Above: Kheanu Carroll Kainuku, 11, from Ngāti Toa School helps plant the new dune and wetland area.
Porirua school children have put the finishing touches on a new dune and wetland area that will help restore and protect the health of Te Awarua-o-Porirua Harbour.
Students from Porirua and Ngāti Toa schools and Bishop Viard College helped bed in nearly a thousand native coastal plants to stabilise the newly created dune along the shoreline west of Porirua Stream Mouth.
“It’s so exciting to see our rangatahi involved in this project to improve the health of our harbour,” says Porirua Mayor Mike Tana.
“It is making a huge difference to the way this area looks and will ultimately help restore and protect our harbour for future generations.”
The work has been done in partnership with Greater Wellington Regional Council and will create a self-sustaining ecosystem that will attract and support more native wildlife and plant life.
“This is a really important part of our Porirua Harbour and Catchment Strategy and Action Plan. It will help return the area to its more natural state of tidal sand flats and salt marshes,” says Mayor Tana.
The improvements have been made along the harbour shoreline that runs parallel to Parumoana St – from the Porirua Stream Mouth, behind Pak’nSave, to the Semple St entrance, off Wi Neera Drive behind Big Save Furniture.

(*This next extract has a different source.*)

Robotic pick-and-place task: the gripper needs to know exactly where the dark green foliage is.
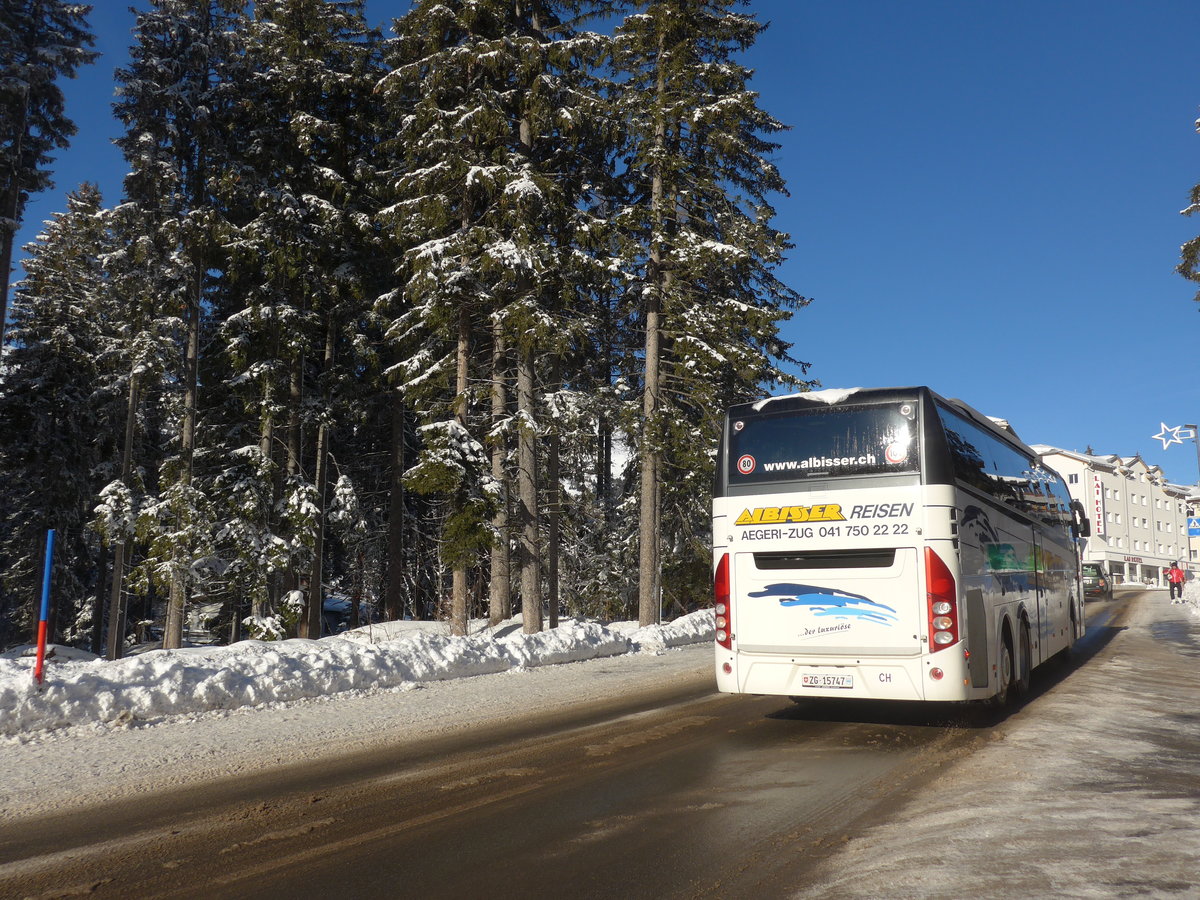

Rock rip rap has been placed on the foreshore around the stream mouth and at the Semple St end to stop erosion that has eaten away many metres of shoreline.
In between, a dune has been built using locally sourced coarse sand material, and the wetland area created behind it. A stream that runs into this area has been diverted through the wetland that will filter stormwater run-off before it enters the harbour.